C’était une belle et grande exposition au Musée d’Art Moderne de Paris (refait à neuf), celle de Hans Hartung, l’hiver 2020. « La fabrique du geste » . Vous pouvez agrandir les visuels en cliquant dessus.

On débute avec Hans Hartung en 1920! Il a 16 ans, et déjà il « expérimente » en peinture! Ce qu’il fera toute sa vie!
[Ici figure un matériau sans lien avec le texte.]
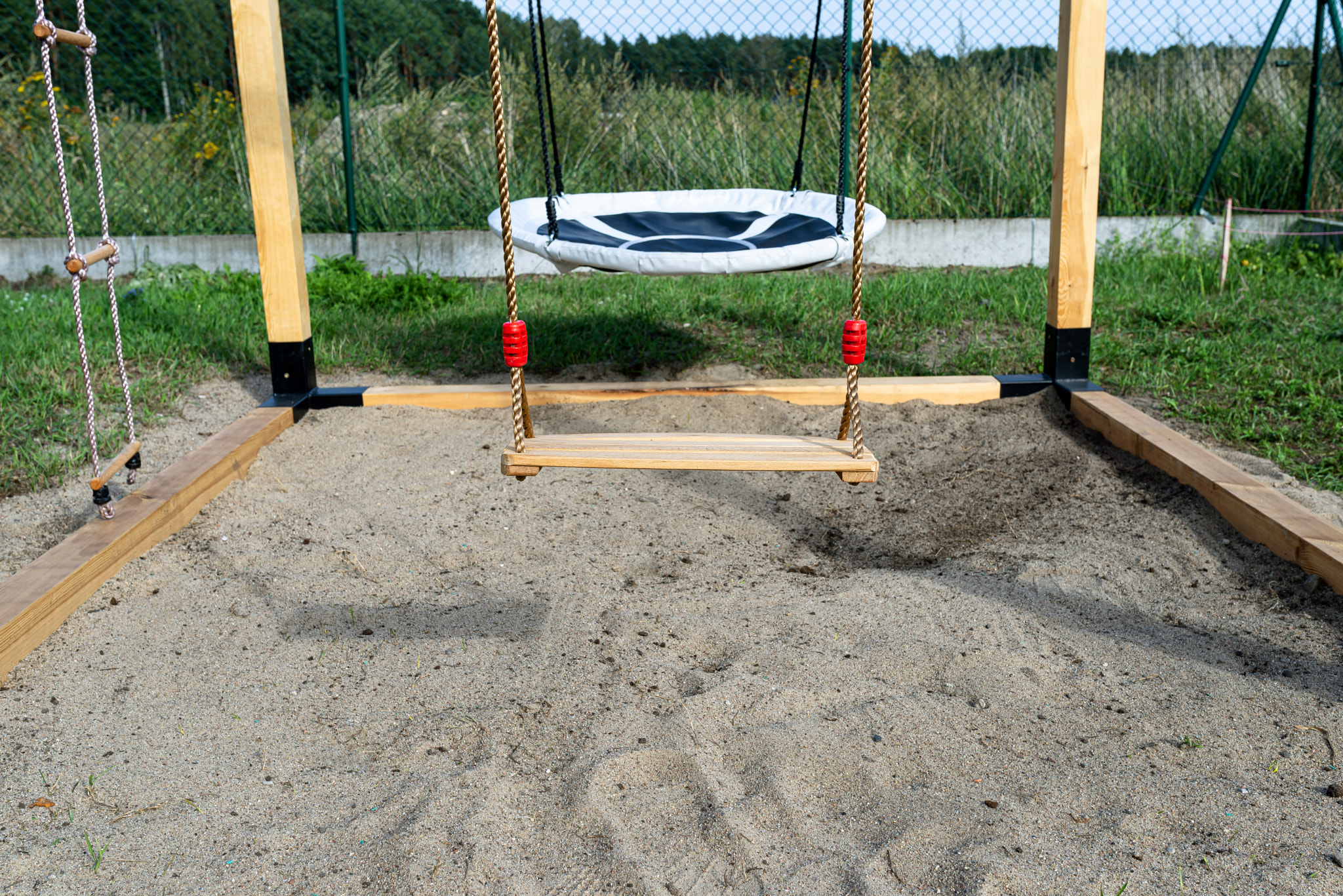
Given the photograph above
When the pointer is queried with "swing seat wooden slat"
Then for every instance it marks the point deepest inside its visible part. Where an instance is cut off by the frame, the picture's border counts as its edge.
(692, 452)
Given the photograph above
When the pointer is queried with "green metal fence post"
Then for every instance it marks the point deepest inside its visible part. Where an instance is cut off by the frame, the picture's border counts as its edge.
(1312, 111)
(1197, 208)
(347, 138)
(848, 92)
(1338, 29)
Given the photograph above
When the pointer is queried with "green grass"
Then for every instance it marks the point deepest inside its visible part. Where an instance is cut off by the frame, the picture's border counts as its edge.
(1259, 367)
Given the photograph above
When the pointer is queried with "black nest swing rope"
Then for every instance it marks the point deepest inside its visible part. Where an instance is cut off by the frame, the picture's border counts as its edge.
(845, 66)
(806, 104)
(542, 75)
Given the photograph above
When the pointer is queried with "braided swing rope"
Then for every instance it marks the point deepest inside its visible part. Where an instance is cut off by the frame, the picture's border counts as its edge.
(77, 279)
(521, 413)
(852, 417)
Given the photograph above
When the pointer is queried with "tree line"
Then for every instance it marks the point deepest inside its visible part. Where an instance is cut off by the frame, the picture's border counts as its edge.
(152, 54)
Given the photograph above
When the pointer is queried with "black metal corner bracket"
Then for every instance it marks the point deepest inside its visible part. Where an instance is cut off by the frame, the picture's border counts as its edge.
(317, 399)
(293, 368)
(1020, 385)
(1068, 360)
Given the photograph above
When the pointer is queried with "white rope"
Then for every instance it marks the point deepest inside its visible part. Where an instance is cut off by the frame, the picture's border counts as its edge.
(71, 253)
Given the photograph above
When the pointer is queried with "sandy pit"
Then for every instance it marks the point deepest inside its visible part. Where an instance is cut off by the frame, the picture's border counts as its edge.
(1024, 663)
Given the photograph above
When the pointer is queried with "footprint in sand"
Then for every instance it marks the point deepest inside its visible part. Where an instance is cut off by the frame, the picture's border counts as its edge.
(665, 825)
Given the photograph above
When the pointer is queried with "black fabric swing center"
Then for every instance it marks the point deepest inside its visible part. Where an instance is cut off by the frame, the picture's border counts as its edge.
(556, 229)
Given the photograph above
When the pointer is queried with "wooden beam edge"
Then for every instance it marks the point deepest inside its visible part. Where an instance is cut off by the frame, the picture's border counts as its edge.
(1259, 512)
(42, 595)
(877, 390)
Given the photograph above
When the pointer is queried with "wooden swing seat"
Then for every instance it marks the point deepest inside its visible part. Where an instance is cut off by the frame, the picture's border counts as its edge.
(693, 452)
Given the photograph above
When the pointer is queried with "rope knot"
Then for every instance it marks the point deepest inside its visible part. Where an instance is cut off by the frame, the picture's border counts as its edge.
(46, 31)
(82, 272)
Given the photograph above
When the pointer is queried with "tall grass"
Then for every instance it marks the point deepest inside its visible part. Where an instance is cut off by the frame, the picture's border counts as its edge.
(950, 140)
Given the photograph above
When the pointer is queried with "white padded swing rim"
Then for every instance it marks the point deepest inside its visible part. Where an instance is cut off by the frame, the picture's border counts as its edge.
(529, 216)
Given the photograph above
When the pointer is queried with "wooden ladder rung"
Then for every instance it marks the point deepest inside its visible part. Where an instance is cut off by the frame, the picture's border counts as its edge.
(692, 452)
(42, 33)
(117, 463)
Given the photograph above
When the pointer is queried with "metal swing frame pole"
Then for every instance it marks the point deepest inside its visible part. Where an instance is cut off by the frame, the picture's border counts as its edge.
(346, 134)
(1197, 207)
(1312, 109)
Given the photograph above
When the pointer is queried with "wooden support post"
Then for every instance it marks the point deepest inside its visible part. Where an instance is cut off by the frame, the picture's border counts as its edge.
(274, 191)
(1076, 191)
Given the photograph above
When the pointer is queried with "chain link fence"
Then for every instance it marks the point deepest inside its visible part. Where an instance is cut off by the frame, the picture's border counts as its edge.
(657, 96)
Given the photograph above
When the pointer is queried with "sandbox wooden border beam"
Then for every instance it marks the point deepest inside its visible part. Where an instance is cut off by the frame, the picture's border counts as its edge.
(38, 598)
(1257, 511)
(881, 390)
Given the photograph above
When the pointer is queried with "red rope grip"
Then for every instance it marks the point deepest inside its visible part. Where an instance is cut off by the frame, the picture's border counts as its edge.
(515, 344)
(854, 343)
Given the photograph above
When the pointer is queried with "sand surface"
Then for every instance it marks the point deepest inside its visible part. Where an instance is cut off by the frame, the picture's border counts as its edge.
(1024, 663)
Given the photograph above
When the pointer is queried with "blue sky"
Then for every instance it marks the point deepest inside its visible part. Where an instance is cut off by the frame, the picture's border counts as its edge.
(1143, 24)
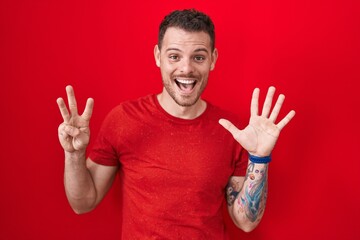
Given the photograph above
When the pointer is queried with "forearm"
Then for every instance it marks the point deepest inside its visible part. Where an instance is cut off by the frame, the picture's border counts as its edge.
(247, 202)
(79, 186)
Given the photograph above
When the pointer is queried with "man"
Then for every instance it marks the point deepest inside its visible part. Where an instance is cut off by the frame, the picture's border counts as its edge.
(176, 162)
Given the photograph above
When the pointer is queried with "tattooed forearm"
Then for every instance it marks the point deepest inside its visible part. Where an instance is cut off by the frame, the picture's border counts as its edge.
(253, 198)
(232, 190)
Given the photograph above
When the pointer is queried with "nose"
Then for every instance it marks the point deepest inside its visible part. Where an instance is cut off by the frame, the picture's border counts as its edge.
(186, 66)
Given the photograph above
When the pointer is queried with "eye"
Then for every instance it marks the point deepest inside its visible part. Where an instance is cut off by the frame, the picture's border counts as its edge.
(174, 57)
(199, 58)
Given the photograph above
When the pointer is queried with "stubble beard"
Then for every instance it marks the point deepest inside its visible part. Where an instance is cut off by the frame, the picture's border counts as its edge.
(184, 101)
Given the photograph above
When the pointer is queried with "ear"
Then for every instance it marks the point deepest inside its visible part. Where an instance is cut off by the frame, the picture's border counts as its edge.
(214, 57)
(157, 55)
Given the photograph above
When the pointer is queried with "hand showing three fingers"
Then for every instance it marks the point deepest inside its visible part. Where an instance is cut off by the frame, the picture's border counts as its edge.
(74, 132)
(260, 136)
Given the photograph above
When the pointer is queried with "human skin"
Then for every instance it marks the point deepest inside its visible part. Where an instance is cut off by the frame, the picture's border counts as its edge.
(185, 60)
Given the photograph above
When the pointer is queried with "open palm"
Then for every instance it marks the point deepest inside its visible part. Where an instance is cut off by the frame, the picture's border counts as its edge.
(260, 136)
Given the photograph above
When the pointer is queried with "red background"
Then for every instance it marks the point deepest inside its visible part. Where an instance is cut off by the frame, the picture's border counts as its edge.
(308, 49)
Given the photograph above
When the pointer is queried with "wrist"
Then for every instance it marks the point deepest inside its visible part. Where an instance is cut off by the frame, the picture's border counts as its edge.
(260, 160)
(76, 155)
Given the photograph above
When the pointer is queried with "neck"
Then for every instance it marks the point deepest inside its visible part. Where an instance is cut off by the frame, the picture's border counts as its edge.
(183, 112)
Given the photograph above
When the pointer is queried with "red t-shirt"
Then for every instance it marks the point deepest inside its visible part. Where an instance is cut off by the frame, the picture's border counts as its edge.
(173, 171)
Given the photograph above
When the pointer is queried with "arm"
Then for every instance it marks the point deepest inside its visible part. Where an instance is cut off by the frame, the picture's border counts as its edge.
(246, 197)
(86, 182)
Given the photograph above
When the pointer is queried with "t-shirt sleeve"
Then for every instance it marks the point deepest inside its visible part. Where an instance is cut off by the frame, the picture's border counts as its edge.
(103, 151)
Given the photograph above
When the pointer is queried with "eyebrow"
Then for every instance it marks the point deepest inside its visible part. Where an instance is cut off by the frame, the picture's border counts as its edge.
(196, 50)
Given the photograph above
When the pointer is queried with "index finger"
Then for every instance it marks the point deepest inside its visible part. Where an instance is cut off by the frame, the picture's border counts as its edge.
(71, 100)
(88, 109)
(254, 107)
(63, 110)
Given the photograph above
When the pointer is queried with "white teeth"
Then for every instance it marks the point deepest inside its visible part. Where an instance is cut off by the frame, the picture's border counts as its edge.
(185, 81)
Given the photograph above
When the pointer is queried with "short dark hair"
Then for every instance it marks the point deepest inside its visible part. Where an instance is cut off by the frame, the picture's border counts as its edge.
(189, 20)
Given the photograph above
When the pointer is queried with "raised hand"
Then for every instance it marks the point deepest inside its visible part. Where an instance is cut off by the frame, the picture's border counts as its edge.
(260, 136)
(74, 132)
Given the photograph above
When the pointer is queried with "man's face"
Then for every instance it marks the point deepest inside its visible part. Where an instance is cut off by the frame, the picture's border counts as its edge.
(185, 60)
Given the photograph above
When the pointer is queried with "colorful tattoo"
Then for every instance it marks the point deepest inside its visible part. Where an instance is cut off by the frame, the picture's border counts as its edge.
(232, 190)
(254, 197)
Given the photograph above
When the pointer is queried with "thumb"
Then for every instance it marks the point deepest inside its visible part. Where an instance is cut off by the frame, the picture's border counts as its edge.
(230, 127)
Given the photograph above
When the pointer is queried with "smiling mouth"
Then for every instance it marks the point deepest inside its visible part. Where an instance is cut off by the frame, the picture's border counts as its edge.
(185, 85)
Les supports, les outils, les matières, les techniques, les mariages de couleurs…

Première belle vision, donc, en entrant dans cette expo du MAM: 24 petites aquarelles abstraites qui dansent avec les couleurs et qui portent des titres qui me ravissent: « violet incurvé », « bleu au centre », « couleurs affaiblies », « aquarelle barrée »… Mais, quand on apprend à connaître Hartung, on comprend vite que la poésie n’est pas de mise dans ces jolis titres! Le peintre est organisé, précis, ordonné, technique. (Dès son jeune âge, apparemment). On le verra plus loin dans l’expo, quand il entreprend le catalogue complet de sa production, avec des descriptifs pour chaque oeuvre!

Ce caractère méthodique et presque arithmétique (un peu méchamment, je dirais « allemand »!), on le retrouve dans ses grilles qui lui servent au report de ses petits dessins pour aboutir à ses grandes peintures: c’est du calculé! On le devine aussi dans la composition de ses peintures. La rigueur est toujours présente. « Il faut que tout soit juste, les lignes, les courbes, les formes, les angles, les couleurs … » dit-il.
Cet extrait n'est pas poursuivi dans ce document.